Hay que reconocer que el juego de Nezhmetdinov presentaba ciertas lagunas a nivel posicional y estratégico y eso marró su progresión, pero ay de aquel que osara enfrentarse a él en una posición abierta donde pudiera desplegar toda su creatividad. Hablan tres campeones del mundo; Botvinnik: “Nadie ve las combinaciones como Nezhmetdinov”; Euwe: “Fue, hasta el grado más alto, Gran Maestro de la belleza en el ajedrez”; Tal: “Los jugadores mueren, los torneos se olvidan, pero las obras de artistas de su talla les trascienden y viven para siempre”. No esta mal para un simple “maestro”…
No os he dicho como acabó la partida Nezhmetdinov-Chernikov, aunque seguro que lo imagináis. De hecho, los demás participantes en el torneo decidieron por unanimidad que el premio a la partida más bella se le otorgara directamente a Nezhmetdinov. Fue uno de los muchísimos que ganó a lo largo de su carrera.

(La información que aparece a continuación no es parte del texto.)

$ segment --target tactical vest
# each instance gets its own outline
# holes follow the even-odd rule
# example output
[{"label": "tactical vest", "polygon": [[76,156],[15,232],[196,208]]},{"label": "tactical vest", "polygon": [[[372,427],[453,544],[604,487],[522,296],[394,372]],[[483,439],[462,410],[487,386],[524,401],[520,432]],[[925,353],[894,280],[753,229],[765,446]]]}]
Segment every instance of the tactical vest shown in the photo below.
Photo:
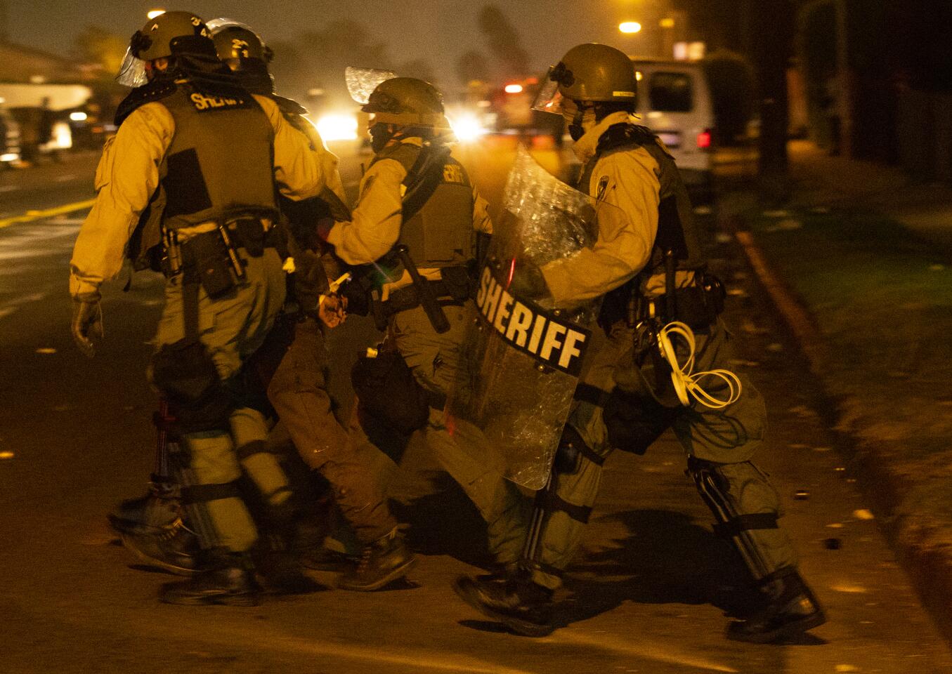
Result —
[{"label": "tactical vest", "polygon": [[[423,149],[412,143],[385,148],[370,166],[381,159],[394,159],[410,175]],[[473,230],[473,188],[466,168],[449,157],[433,194],[400,228],[396,245],[409,248],[417,267],[442,268],[466,265],[473,258],[476,233]]]},{"label": "tactical vest", "polygon": [[175,120],[159,168],[167,229],[277,212],[270,121],[244,89],[216,94],[183,83],[161,101]]},{"label": "tactical vest", "polygon": [[594,198],[599,198],[598,186],[592,193],[591,177],[599,160],[616,152],[627,152],[644,148],[658,162],[661,169],[659,181],[661,190],[658,205],[658,233],[655,236],[651,261],[645,266],[644,274],[648,276],[664,270],[664,256],[668,249],[673,250],[677,268],[694,270],[705,266],[704,254],[698,243],[691,202],[687,188],[681,180],[674,157],[661,140],[646,127],[634,124],[615,124],[602,134],[595,154],[585,164],[579,178],[579,189]]}]

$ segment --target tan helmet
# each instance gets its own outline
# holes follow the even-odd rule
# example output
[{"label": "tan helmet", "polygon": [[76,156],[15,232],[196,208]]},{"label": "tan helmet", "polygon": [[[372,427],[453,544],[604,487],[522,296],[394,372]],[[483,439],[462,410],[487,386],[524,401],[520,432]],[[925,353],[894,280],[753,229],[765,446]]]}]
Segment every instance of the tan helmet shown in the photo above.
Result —
[{"label": "tan helmet", "polygon": [[132,33],[116,82],[141,87],[149,81],[146,64],[171,56],[217,59],[208,27],[190,11],[166,11]]},{"label": "tan helmet", "polygon": [[142,61],[152,61],[183,53],[214,55],[215,45],[201,17],[190,11],[167,11],[135,31],[129,50]]},{"label": "tan helmet", "polygon": [[630,104],[638,94],[635,68],[624,51],[589,42],[573,47],[549,69],[547,81],[532,106],[544,112],[560,112],[559,98],[579,102],[613,101]]},{"label": "tan helmet", "polygon": [[268,64],[273,52],[250,26],[234,19],[218,18],[208,22],[218,58],[232,70],[243,70],[258,63]]},{"label": "tan helmet", "polygon": [[448,129],[443,95],[433,85],[413,77],[393,77],[377,85],[361,108],[374,121],[401,127]]}]

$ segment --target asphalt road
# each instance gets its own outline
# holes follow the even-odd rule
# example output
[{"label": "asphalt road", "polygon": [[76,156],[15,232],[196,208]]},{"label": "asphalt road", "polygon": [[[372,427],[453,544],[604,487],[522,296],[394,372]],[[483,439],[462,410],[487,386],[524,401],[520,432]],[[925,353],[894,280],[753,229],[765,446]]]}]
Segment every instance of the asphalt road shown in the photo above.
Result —
[{"label": "asphalt road", "polygon": [[[490,202],[513,143],[464,151]],[[347,149],[345,149],[347,151]],[[562,159],[538,149],[553,170]],[[342,161],[352,190],[360,162]],[[728,322],[745,368],[767,399],[771,433],[758,459],[783,499],[802,566],[829,622],[783,645],[723,637],[721,589],[737,562],[664,436],[645,457],[616,453],[571,569],[566,626],[530,640],[501,633],[457,600],[450,582],[477,571],[483,532],[460,492],[410,452],[394,494],[423,551],[412,583],[376,593],[327,590],[256,608],[160,604],[172,577],[144,570],[117,545],[105,513],[141,492],[151,469],[155,396],[144,369],[161,278],[127,277],[105,292],[107,338],[94,360],[69,334],[68,264],[91,198],[94,157],[0,173],[0,674],[459,672],[545,674],[952,671],[952,659],[884,544],[837,453],[825,404],[795,344],[753,285],[735,244],[702,214],[712,267],[727,283]],[[724,205],[730,200],[724,198]],[[11,221],[41,211],[29,222]],[[334,335],[339,390],[346,359],[372,329]],[[346,402],[346,401],[344,401]],[[426,479],[421,479],[421,476]],[[414,487],[412,498],[407,497]],[[402,493],[401,493],[402,491]],[[803,498],[794,498],[797,492]],[[319,581],[333,584],[330,574]]]}]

Nezhmetdinov-Chernikov, Rostov 1962
Mencioné antes de pasada las partidas Polugaevsky-Nezhmetdinov, Sochi 1958 y Nezhmetdinov-Tal, Bakú 1961. Hay que verlas para creerlas, de modo que ¿para qué derrochar superlativos cuando puedo transcribir las opiniones de los propios derrotados? Polugaevsky: “Debo de haber vencido a Rashid en una docena de partidas. Pero aquella derrota fue tan buena que con gusto las hubiera cambiado todas por estar al otro lado del tablero”. Tal: “Fue el día más feliz de mi vida”.
Ambas, junto a la de hoy, son sus producciones más famosas, pero Nezhmetdinov tiene partidas brillantes a carretadas. Nezhmetdinov-Kotkov, Krasnodar 1957 es una de tantas; quizás no sea del mismo rango que las anteriores, pero más de un gran maestro daría un dedo por haberla jugado.